Hyundai Motor America is based in Fountain Valley, Calif.

“Zuchowski has been praised by dealers for trying to help the company become more responsive to U.S. market trends,” writes Adrienne Roberts for Market Watch. “The executive, however, couldn't deliver the type of growth executives in Korea wanted. And the brand continues to rely too heavily on low-margin sales to fleet buyers, including rental car deliveries that erode reputation and ding resale values.”

“The move comes only a month after Mr. Zuchowski used the Los Angeles Auto Show to outline a plan to revamp the company’s line of sport utility vehicles, a weak spot that has hurt sales in the last few years as Americans flocked to larger vehicles,” Neal E. Boudette writes for the New York Times.

“In the first 11 months of this year, Hyundai’s sales have grown by only 1.3%, to 707,485 cars and light trucks, from the comparable period in 2015. The Kia Motors Corporation, an affiliate controlled by the Hyundai Motor Group, has seen its sales rise by 3.8%, to 593,245 vehicles.”

Not that Hyundai is doing all that well elsewhere on the globe.

Zuchowski’s departure comes as Hyundai “is set to undershoot its global sales target of 8.13 million for a second straight year. It also follows the replacement of Hyundai’s South Korea sales chief and its head of China in October, as the carmaker struggles in an environment of low oil prices,” writes Song Jung-a for Financial Times

But fortune may be smiling on the automaker in a perverse way.
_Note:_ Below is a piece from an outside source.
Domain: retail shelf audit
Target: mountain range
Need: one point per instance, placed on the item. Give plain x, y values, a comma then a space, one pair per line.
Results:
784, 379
Daiwa analyst Chung Sung-yop tells Song that Hyundai’s business environment should “improve next year as higher oil prices push up currencies and thus consumers’ purchasing power in emerging markets, and spur appetite for more fuel-efficient vehicles.”

Meanwhile, there was no word from Zuchowski on his plans, and Hyundai did not elaborate publicly on its decision.

“We appreciate Dave’s decade of service to Hyundai, especially his leadership as president and CEO, which has made us a stronger organization,” Flannery, who will remain responsible for all legal matters in the U.S., says in a statement that attributes Zuchowski’s “leaving the company” to “a continuation of a reorganization that began late this year.” 

But apparently Hyundai has not been playing up to its capabilities under his stewardship: “I look forward to working closely with our dealers, affiliates, senior management and our talented and hard-working employees across the country to realize Hyundai’s full potential,” says Flannery, who was an attorney for Ford before joining Hyundai Motor America “in its infancy in 1987.”

Now in its adolescence, Hyundai is finding a bit difficult to fit in with the popular kids.